The shift was not easy for the family. The transition was daunting, especially with little knowledge of how to navigate life in the city. The hustle and bustle of Thimphu was overwhelming, and they felt lost at times.
Their determination to provide consistent care for their grandchild led them through multiple hospitals, including Monger and Phuntsholing. “The treatment was cut short because of COVID-19 while we were at Phuntsholing. Travelling was tough during such times so; we struggled a lot to bring her to Thimphu for the treatment. When we finally got approval to come to Thimphu, we faced more challenges at the hospital. I didn’t understand how the lifts worked, and I often ended up back where I started. But kind strangers helped us in little ways, which meant a lot.”

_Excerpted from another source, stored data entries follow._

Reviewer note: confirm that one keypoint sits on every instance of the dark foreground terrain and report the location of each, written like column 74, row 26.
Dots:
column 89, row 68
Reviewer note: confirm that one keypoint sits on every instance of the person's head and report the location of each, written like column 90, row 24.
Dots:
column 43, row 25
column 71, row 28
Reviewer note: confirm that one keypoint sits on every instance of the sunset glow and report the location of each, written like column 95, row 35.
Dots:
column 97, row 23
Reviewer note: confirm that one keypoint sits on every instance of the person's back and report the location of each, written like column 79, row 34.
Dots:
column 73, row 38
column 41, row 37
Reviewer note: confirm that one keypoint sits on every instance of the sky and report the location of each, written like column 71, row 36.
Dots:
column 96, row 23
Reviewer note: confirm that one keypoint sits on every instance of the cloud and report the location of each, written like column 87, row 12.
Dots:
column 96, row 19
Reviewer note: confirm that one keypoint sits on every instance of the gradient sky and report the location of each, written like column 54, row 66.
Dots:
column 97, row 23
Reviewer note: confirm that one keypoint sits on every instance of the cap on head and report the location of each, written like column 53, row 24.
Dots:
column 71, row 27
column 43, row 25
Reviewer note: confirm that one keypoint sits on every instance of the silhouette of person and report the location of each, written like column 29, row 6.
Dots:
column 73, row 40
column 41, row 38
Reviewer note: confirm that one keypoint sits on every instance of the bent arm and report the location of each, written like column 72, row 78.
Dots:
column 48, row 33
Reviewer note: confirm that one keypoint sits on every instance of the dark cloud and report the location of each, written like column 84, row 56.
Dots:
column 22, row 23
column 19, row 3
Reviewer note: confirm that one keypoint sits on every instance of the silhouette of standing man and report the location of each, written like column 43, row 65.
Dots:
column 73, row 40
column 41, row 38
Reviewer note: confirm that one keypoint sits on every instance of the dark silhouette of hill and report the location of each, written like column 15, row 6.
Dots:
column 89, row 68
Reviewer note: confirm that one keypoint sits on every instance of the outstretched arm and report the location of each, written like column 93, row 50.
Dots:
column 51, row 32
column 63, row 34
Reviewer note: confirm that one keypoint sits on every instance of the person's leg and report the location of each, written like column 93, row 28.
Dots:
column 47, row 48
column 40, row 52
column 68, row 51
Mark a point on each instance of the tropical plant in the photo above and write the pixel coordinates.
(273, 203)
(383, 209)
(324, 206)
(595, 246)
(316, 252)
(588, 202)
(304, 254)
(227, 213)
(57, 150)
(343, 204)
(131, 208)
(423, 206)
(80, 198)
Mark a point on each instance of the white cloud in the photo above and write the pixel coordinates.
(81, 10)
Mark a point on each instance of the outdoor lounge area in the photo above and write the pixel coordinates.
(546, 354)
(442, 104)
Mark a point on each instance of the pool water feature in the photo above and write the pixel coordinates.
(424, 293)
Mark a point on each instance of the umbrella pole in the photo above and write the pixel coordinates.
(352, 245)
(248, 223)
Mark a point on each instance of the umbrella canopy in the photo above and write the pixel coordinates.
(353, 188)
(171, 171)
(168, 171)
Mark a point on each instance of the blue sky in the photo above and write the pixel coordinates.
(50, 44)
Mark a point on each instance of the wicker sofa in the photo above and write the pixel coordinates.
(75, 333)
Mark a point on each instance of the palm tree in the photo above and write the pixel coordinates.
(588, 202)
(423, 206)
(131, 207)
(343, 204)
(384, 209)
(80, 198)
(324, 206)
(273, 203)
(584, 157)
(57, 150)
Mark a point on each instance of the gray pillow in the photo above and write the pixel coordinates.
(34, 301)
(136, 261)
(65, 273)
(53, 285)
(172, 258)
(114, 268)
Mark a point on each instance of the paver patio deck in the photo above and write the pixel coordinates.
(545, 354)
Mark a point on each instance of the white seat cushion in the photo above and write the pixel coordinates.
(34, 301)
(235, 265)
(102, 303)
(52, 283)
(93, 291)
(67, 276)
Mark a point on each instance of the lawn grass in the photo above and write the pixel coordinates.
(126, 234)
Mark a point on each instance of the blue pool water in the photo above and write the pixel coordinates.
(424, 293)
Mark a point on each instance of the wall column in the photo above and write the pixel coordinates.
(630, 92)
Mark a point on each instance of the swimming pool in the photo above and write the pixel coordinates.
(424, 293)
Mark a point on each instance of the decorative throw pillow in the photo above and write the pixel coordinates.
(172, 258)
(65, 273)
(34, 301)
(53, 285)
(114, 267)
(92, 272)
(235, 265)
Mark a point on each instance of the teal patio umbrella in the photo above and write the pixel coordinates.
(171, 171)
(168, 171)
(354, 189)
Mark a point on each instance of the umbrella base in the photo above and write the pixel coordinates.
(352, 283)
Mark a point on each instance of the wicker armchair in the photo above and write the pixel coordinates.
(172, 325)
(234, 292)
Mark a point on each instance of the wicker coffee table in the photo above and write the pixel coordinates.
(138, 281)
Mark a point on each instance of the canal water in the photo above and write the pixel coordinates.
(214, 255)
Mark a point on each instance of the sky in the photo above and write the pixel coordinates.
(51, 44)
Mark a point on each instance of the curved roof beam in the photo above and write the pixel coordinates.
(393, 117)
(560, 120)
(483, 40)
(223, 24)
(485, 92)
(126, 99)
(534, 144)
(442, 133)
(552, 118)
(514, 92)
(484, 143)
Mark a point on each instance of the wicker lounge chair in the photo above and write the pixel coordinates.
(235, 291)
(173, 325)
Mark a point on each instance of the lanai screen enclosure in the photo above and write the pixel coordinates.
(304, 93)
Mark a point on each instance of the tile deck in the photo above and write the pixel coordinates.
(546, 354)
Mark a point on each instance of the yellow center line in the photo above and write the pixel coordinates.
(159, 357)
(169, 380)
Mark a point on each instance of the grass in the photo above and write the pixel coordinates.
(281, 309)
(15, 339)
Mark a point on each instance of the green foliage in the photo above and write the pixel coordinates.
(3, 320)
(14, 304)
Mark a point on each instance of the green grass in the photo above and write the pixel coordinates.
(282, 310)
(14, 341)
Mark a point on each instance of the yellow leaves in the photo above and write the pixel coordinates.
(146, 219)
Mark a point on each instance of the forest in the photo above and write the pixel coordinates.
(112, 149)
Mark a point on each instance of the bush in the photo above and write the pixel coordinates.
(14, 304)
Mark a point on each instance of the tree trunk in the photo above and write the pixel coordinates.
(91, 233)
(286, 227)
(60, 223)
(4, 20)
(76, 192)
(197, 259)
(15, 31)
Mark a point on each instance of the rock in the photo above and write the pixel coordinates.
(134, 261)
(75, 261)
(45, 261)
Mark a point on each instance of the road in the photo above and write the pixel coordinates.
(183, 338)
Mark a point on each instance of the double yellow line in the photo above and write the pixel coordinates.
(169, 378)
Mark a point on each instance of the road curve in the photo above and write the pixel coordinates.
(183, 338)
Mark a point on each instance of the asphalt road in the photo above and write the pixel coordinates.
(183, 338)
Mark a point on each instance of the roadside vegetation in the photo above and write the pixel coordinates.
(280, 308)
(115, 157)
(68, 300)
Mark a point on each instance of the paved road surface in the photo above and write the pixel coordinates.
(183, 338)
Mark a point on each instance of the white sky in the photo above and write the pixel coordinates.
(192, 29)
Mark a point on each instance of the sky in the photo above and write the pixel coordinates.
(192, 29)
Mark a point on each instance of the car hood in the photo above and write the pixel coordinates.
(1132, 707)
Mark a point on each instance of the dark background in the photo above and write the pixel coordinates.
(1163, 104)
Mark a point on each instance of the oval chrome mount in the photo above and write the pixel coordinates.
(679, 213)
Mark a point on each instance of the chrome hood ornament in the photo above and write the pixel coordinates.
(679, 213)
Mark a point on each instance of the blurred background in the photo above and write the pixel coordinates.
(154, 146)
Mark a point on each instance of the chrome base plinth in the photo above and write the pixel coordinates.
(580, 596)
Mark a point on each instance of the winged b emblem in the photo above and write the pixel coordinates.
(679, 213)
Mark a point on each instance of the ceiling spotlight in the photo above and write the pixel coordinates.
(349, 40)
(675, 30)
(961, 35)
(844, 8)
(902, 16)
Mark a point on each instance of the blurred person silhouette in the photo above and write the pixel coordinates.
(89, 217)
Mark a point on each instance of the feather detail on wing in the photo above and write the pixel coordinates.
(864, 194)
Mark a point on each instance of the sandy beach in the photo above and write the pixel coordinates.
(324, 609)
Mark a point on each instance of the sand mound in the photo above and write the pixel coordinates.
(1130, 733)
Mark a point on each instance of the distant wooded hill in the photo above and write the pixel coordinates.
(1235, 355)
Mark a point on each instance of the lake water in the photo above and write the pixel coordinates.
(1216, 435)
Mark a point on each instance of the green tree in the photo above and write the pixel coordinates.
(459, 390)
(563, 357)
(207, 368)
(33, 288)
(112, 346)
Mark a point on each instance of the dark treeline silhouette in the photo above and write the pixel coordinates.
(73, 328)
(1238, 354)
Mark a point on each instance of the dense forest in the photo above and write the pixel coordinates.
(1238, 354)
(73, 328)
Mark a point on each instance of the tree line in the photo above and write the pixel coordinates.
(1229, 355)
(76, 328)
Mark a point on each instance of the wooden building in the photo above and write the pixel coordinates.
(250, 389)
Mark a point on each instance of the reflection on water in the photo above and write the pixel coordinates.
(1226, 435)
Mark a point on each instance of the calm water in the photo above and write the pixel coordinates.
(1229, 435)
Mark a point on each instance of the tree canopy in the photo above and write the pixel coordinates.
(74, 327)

Despite the difficulties, the couple remained committed to Lhazey’s treatment. They were living at Tango Monastery with their son who was working as a carpenter. “I had to carry her to physiotherapy three times a week,” he says. “Sometimes we walked for three hours to get there. Somedays, we would get lift from travelers.”
Their journey included multiple delays in medical care, including a postponed MRI. “It was tough with the lockdowns. When we finally got the MRI, it took three days to reach the hospital. By then, I had used almost all my savings,” he explains.
The results showed a defect in Lhazey’s brain, and while there was no medication, the doctors assured him that physiotherapy could help. “Her hearing and eyesight are good, but it’s hard to see her struggle. Now we only take her for therapy once a week because of lack of medical staff.”
Yeshi Tshering shared that people have been generous to them from donating clothes for them to donating diapers for Lhazey.
A doctor recommended the Ability Bhutan Society (ABS) for Lhazey’s therapy.
Yeshi Tshering and his wife took turns caring for Lhazey until his wife’s health began to decline. “My wife had surgery and is a heart patient,” he says. “Now, I bring Lhazey to therapy. It has been more than two years since she was admitted to ABS, and the staff there have seen significant progress in her.”
Living in Thimphu has been a learning journey for the grandparents. He mentions that he struggled to find his way around the city, frequently depending on taxi drivers for guidance. At one point, he traveled to Wangdue Phodrang to obtain holy water for Lhazey’s treatment, sending 20 liters back to his wife in Phuntsholing for her to use during the care process.
The couple has five children, and Yeshi shared that while they do send them money, it’s tough for them too because they have their own families to support. He gradually stopped asking Lhazey’s father for help. The father is settled in Laya with his wife and her two kids, and it’s been a while since he has asked about Lhazey.
The annual fee of 10,000 ngultrum for Lhazey’s care at ABS is a significant concern. “At one point, I thought we would have to withdraw her because I couldn’t afford it,” he admits. “But the staff at ABS stepped in to help. They told me not to give up on her.”
This year’s fee was covered by a medical staff for the family which they’re grateful for.
He expresses that they are in distress and always concerned about who will look after her in the future. While he doesn’t anticipate her being able to walk or run, he would find it reassuring if she could feed herself or crawl.
“My wife says we should go back to our village, but I want to try a little longer. I want to know that we did our best for Lhazey. It feels like a karmic connection that we are meant to care for her,” he states firmly.
Yeshi Tshering and Dorji Wangmo’s love for their granddaughter, Tenzin Lhazey shows that humanity still exists. Their journey reflects the profound challenges faced by families navigating disabilities, and his unwavering commitment to her care is a testament to the strength of familial bonds.